MM. Vermeil et Lévine jugent que la scolarité obligatoire est « catastrophique » : « Elle donne à l’institution scolaire le temps d’effectuer un travail de destruction complète de l’individu. » Ces spécialistes notent aussi que c’est dans les 30 % qui ont eu le moins à souffrir de l’école que se recrutent les cadres de la nation et notamment les enseignants qui restent de ce fait « imperméables aux critiques qu’on peut faire au système éducatif ».

Il n’y a aucune réforme de l’enseignement recevable. Même des gens comme Jean Foucambert qui consacrent leur vie à la défense de la noble institution en arrivent à écrire : « On ne peut pas dire que l’école alphabétise mal : ça fait plus de cent ans qu’elle perfectionne ses méthodes. On en est arrivé aujourd’hui à une sophistication incroyable dans une voie de plus en plus fausse[2]. »

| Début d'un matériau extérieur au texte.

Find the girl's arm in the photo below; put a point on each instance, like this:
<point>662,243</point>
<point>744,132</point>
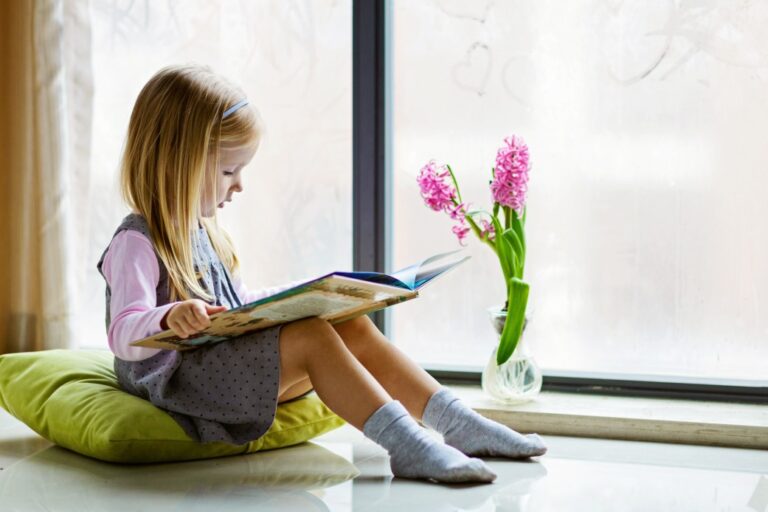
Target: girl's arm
<point>131,270</point>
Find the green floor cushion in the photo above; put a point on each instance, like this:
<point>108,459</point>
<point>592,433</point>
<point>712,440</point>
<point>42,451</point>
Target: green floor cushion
<point>71,397</point>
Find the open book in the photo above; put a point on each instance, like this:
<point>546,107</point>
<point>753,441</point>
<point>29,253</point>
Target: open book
<point>335,297</point>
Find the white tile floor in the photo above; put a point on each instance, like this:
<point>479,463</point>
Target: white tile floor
<point>342,471</point>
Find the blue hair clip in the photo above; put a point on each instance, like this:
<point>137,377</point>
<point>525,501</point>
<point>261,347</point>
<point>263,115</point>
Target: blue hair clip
<point>234,108</point>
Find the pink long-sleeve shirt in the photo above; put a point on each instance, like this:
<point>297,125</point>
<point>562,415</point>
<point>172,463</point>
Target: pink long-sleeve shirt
<point>132,273</point>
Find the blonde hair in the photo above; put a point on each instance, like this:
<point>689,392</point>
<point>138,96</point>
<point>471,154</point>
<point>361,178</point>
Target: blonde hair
<point>171,154</point>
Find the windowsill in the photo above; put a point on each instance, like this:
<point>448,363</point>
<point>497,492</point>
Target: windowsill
<point>629,418</point>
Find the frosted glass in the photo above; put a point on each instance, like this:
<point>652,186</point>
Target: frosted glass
<point>646,121</point>
<point>294,61</point>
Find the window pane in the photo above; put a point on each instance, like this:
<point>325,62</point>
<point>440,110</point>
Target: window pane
<point>647,231</point>
<point>294,60</point>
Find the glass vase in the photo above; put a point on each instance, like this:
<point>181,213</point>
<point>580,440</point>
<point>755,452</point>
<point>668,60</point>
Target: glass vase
<point>517,380</point>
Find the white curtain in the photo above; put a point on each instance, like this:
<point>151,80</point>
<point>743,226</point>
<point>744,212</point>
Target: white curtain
<point>50,166</point>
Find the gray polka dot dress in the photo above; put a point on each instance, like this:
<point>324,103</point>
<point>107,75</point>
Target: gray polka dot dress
<point>224,392</point>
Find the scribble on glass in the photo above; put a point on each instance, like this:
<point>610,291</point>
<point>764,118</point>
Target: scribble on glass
<point>725,31</point>
<point>473,72</point>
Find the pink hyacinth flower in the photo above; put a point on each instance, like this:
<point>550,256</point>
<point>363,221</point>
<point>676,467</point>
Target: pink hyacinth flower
<point>487,229</point>
<point>510,182</point>
<point>458,212</point>
<point>437,191</point>
<point>461,230</point>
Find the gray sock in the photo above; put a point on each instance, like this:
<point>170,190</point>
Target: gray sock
<point>413,453</point>
<point>474,434</point>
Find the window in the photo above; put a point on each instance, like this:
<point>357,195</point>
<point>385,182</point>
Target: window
<point>293,59</point>
<point>647,231</point>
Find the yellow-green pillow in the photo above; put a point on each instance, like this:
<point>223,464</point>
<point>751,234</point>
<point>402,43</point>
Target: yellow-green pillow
<point>71,397</point>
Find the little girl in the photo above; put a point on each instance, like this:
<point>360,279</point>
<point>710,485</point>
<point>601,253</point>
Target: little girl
<point>170,266</point>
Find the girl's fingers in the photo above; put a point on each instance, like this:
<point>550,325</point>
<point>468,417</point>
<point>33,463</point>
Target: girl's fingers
<point>214,309</point>
<point>191,319</point>
<point>178,329</point>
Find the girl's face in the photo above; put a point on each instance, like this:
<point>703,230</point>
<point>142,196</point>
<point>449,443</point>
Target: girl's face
<point>228,179</point>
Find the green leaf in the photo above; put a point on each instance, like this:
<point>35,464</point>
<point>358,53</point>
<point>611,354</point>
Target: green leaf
<point>513,326</point>
<point>517,248</point>
<point>503,250</point>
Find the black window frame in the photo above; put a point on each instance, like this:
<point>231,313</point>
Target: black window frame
<point>372,229</point>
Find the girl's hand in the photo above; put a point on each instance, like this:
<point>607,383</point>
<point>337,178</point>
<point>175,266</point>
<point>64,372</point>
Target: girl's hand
<point>189,317</point>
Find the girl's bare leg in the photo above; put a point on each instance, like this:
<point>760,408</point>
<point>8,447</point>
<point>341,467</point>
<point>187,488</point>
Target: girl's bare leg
<point>403,379</point>
<point>311,350</point>
<point>414,388</point>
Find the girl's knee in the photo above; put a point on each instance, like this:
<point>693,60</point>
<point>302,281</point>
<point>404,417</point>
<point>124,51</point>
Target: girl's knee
<point>304,336</point>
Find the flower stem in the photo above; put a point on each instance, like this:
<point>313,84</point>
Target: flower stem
<point>455,183</point>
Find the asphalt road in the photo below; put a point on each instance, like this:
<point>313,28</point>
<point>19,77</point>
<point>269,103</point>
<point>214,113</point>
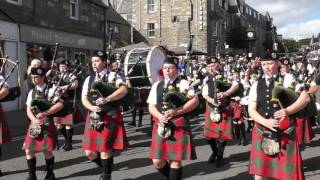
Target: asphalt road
<point>133,163</point>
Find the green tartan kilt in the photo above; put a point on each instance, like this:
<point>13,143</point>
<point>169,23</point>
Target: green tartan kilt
<point>286,165</point>
<point>112,136</point>
<point>178,148</point>
<point>219,130</point>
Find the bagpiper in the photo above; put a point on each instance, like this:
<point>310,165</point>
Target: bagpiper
<point>64,124</point>
<point>41,136</point>
<point>274,151</point>
<point>218,126</point>
<point>171,136</point>
<point>104,128</point>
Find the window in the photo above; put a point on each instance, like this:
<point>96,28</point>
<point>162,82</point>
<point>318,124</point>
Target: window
<point>151,30</point>
<point>18,2</point>
<point>74,9</point>
<point>151,6</point>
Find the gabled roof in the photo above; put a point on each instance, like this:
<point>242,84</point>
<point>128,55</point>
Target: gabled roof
<point>125,7</point>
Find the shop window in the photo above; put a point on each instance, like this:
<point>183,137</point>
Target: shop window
<point>151,30</point>
<point>18,2</point>
<point>151,6</point>
<point>74,9</point>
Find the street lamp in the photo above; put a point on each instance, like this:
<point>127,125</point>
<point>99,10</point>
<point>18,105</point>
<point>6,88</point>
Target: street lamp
<point>251,36</point>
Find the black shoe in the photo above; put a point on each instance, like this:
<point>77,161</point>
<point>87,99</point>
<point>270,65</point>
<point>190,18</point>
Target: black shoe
<point>212,158</point>
<point>32,177</point>
<point>244,142</point>
<point>220,161</point>
<point>67,147</point>
<point>50,176</point>
<point>105,177</point>
<point>132,123</point>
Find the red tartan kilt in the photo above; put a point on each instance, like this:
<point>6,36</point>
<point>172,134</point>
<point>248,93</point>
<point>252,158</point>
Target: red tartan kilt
<point>77,116</point>
<point>287,165</point>
<point>67,120</point>
<point>113,135</point>
<point>180,147</point>
<point>5,136</point>
<point>304,130</point>
<point>237,110</point>
<point>220,130</point>
<point>47,142</point>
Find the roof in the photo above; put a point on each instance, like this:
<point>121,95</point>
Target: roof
<point>132,46</point>
<point>125,7</point>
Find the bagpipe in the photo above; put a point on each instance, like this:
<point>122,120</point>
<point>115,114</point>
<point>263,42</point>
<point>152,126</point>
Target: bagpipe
<point>14,92</point>
<point>101,88</point>
<point>216,112</point>
<point>281,98</point>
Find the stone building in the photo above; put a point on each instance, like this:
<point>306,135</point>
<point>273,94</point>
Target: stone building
<point>30,28</point>
<point>170,23</point>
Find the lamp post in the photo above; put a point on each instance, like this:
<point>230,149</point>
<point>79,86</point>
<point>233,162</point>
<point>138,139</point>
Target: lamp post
<point>251,37</point>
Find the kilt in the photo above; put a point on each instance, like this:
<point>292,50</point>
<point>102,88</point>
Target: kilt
<point>222,129</point>
<point>67,120</point>
<point>304,131</point>
<point>178,148</point>
<point>77,116</point>
<point>286,165</point>
<point>45,142</point>
<point>4,128</point>
<point>112,136</point>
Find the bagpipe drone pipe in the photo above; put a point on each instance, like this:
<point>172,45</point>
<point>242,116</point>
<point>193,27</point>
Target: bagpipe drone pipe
<point>101,88</point>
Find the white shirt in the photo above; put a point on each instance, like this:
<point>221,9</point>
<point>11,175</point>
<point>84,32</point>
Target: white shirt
<point>111,76</point>
<point>288,80</point>
<point>152,98</point>
<point>253,90</point>
<point>38,88</point>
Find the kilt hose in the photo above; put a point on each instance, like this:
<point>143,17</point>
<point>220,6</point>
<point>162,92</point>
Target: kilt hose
<point>47,141</point>
<point>177,148</point>
<point>287,165</point>
<point>304,130</point>
<point>219,130</point>
<point>4,128</point>
<point>112,136</point>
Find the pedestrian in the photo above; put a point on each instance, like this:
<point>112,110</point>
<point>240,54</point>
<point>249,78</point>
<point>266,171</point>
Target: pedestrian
<point>171,136</point>
<point>104,129</point>
<point>4,129</point>
<point>275,151</point>
<point>45,140</point>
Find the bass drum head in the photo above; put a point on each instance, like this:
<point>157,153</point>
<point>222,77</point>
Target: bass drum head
<point>154,64</point>
<point>147,71</point>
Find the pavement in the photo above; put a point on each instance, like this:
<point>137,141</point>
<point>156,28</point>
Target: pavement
<point>134,163</point>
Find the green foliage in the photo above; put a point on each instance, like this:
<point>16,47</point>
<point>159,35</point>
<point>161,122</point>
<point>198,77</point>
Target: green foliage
<point>293,46</point>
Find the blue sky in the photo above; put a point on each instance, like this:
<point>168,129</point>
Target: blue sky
<point>294,18</point>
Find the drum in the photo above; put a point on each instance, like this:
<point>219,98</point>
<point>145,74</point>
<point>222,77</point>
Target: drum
<point>145,72</point>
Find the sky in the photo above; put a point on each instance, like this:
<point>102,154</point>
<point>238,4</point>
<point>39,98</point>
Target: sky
<point>296,19</point>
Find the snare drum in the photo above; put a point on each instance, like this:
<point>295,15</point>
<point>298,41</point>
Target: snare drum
<point>147,71</point>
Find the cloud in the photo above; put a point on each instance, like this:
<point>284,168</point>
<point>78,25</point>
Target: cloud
<point>286,11</point>
<point>293,18</point>
<point>300,30</point>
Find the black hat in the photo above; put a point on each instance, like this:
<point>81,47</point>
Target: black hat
<point>65,62</point>
<point>272,55</point>
<point>212,60</point>
<point>101,54</point>
<point>38,71</point>
<point>171,60</point>
<point>285,60</point>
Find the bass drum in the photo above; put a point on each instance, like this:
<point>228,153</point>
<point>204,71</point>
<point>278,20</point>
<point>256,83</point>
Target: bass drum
<point>147,71</point>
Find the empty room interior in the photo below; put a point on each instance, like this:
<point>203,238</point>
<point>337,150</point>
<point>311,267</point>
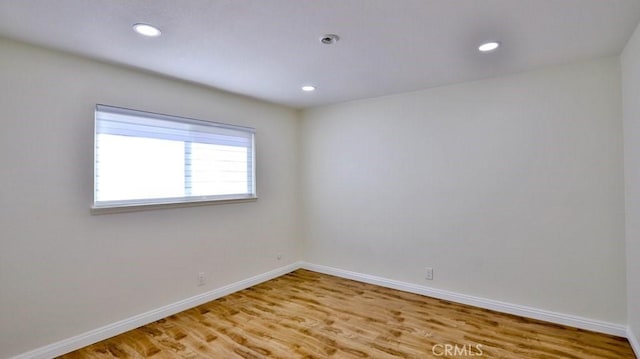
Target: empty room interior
<point>320,179</point>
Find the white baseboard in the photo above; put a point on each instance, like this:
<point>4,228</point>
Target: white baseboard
<point>108,331</point>
<point>528,312</point>
<point>633,340</point>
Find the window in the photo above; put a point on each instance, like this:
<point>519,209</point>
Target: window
<point>144,158</point>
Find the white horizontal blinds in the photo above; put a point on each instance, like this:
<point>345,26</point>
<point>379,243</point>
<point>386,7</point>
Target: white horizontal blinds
<point>143,158</point>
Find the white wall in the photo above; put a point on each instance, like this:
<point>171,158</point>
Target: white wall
<point>510,188</point>
<point>64,271</point>
<point>631,113</point>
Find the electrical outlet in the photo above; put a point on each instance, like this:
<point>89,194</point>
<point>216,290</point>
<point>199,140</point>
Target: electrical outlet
<point>428,273</point>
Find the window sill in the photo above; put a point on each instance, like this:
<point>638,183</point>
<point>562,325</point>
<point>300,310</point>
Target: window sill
<point>154,206</point>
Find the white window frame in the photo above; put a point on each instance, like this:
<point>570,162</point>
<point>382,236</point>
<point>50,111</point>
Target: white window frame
<point>186,129</point>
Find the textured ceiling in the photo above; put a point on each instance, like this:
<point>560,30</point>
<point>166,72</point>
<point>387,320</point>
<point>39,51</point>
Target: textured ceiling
<point>269,48</point>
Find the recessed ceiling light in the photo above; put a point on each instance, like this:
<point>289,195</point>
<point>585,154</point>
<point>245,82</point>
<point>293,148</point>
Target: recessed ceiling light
<point>489,46</point>
<point>329,39</point>
<point>146,30</point>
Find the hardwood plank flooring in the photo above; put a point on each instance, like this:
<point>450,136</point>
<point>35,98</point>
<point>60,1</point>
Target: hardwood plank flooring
<point>310,315</point>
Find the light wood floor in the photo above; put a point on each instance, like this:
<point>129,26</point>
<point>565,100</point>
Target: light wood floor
<point>309,315</point>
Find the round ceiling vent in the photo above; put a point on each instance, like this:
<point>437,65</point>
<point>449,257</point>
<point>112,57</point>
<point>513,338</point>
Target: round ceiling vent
<point>329,39</point>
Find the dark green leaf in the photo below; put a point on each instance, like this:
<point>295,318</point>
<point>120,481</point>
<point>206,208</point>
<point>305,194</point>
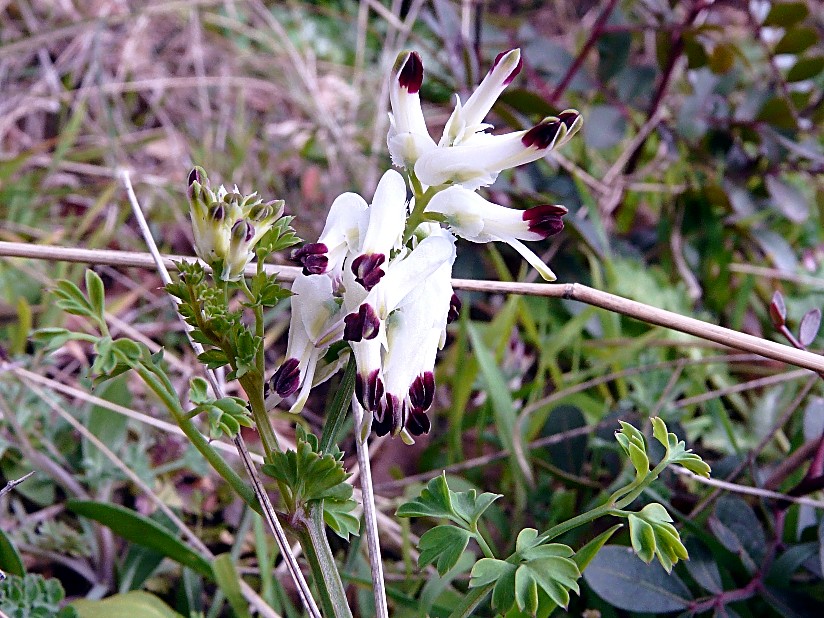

La lecture ou les mathématiques sont les deux apprentissages qui causent le plus de dommages irréversibles. Pourquoi ? Parce que ce sont ceux sur lesquels on insiste le plus ; normal qu’ils comptent le plus de dégoûtés. Lire… Un enseignant dont j’ai déjà parlé s’était mis en tête qu’on pouvait faire de la philo en lisant et discutant. J’ai sous les yeux son rapport d’inspection (cet ami proposait à sa classe une discussion sur le Manifeste du parti communiste) : l’inspecteur constate que le professeur « dégage clairement les idées principales du texte » et « explicite progressivement les concepts utilisés » ; il poursuit : « Toutefois, je regrette vivement, qu’au nom d’une démarche pédagogique se voulant totalement non directive, il n’ait pas cru bon de développer ensuite une véritable leçon, substantielle et structurée. Il a choisi, tout au contraire, de laisser les élèves seuls devant le texte de Marx, et de leur confier la tâche de réaliser eux-mêmes un bilan et un résumé de la discussion

  1. Cf. « Des enfants normaux aux écoliers anormaux », dans Le Monde du 3 juillet 1981.
  2. Cf. Le Nouvel Observateur du 11 septembre 1982.